Por otro lado, manifestó como paradoja que «la percepción de fragilidad era mayor en 2018 que ahora, pese a que la inflación se multiplicó casi por cinco. Puede ser atribuido a que con más inflación hay más billetes en los bolsillos, aunque valgan menos, y eso provoca una ilusión transitoria», expresó Salvia.
Hay otros datos categóricos: solamente 1 de cada 10 personas puede ahorrar, frente a casi 2 de cada 10 que lo podían hacer en 2018.
Contexto y perspectiva
Salvia explicó que más allá de quién haya resultado ganador en las recientes elecciones presidenciales, el proceso de ajuste de precios relativos –más lento o más rápido– era inevitable, ya que sin una baja brusca de la inflación no hay chances de que aumente la inversión privada y el empleo estable, para dar paso a una gradual baja de la pobreza y la indigencia.
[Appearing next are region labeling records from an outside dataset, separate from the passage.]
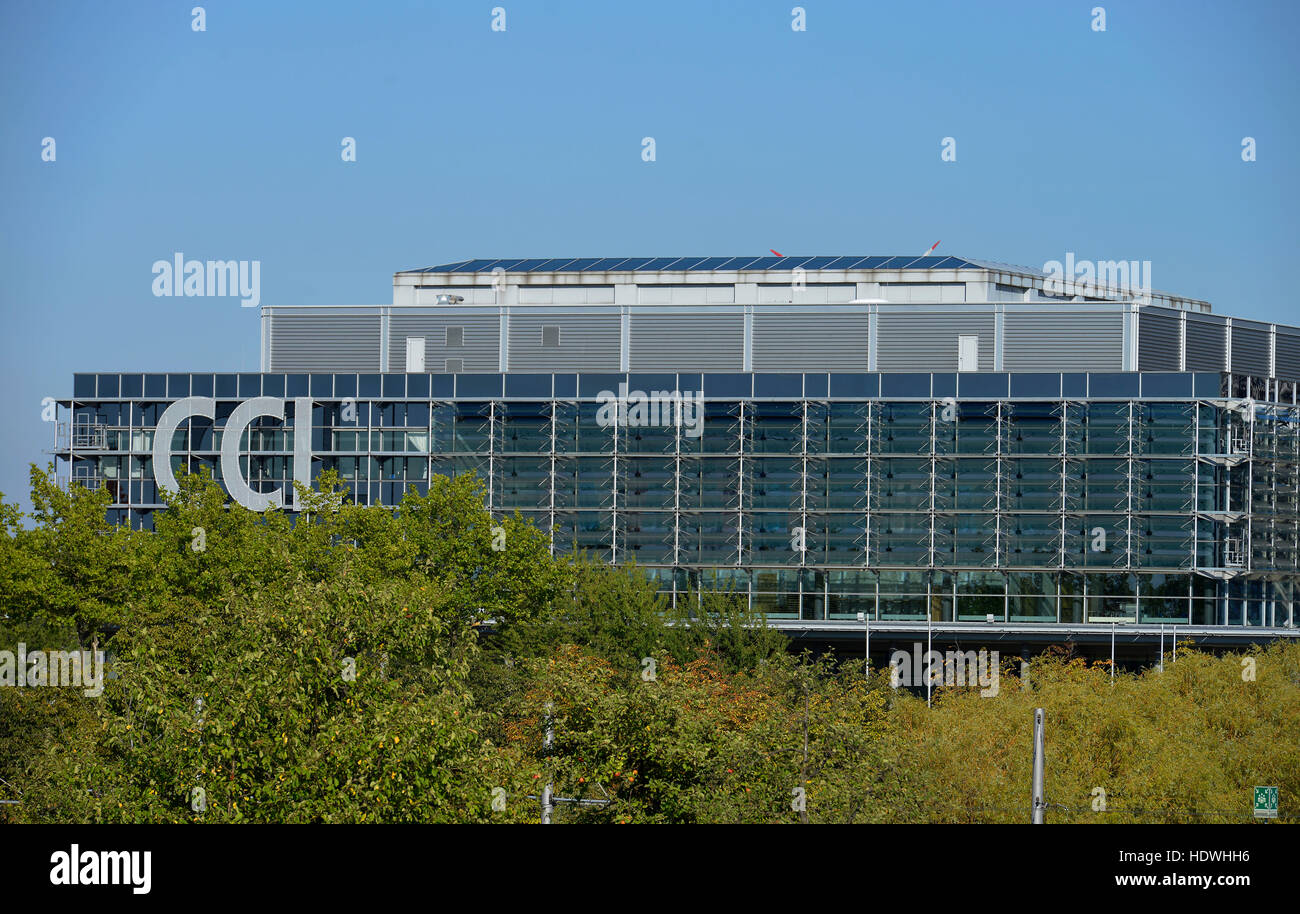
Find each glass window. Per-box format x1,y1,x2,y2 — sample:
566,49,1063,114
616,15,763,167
1141,372,1192,399
703,374,754,400
1088,372,1138,398
957,372,1009,399
1011,372,1061,399
506,374,551,399
554,374,577,399
829,372,883,400
878,374,930,398
577,374,628,400
754,374,803,398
Además, anticipó que, con una inflación mayor en 2024, la pobreza aumentará y con ella la precariedad del empleo y los ingresos. Los más afectados, advirtió, serán aquellos sectores que están a punto de caer en la pobreza, en tanto el nuevo gobierno mantenga entre los más vulnerables la estructura actual de programas sociales. Salvia aclaró que este creciente gasto social no ayudó a resolver ninguna de las causas de la reciente debacle socioeconómica, pero sí contuvo una explosión social.
Del mismo modo, consideró que la suba de 2 o 3 puntos en la pobreza que se puede prever para el año próximo no necesariamente se trasladará a un fenómeno similar al del 2001 por la estructura institucionalizada de esas prestaciones.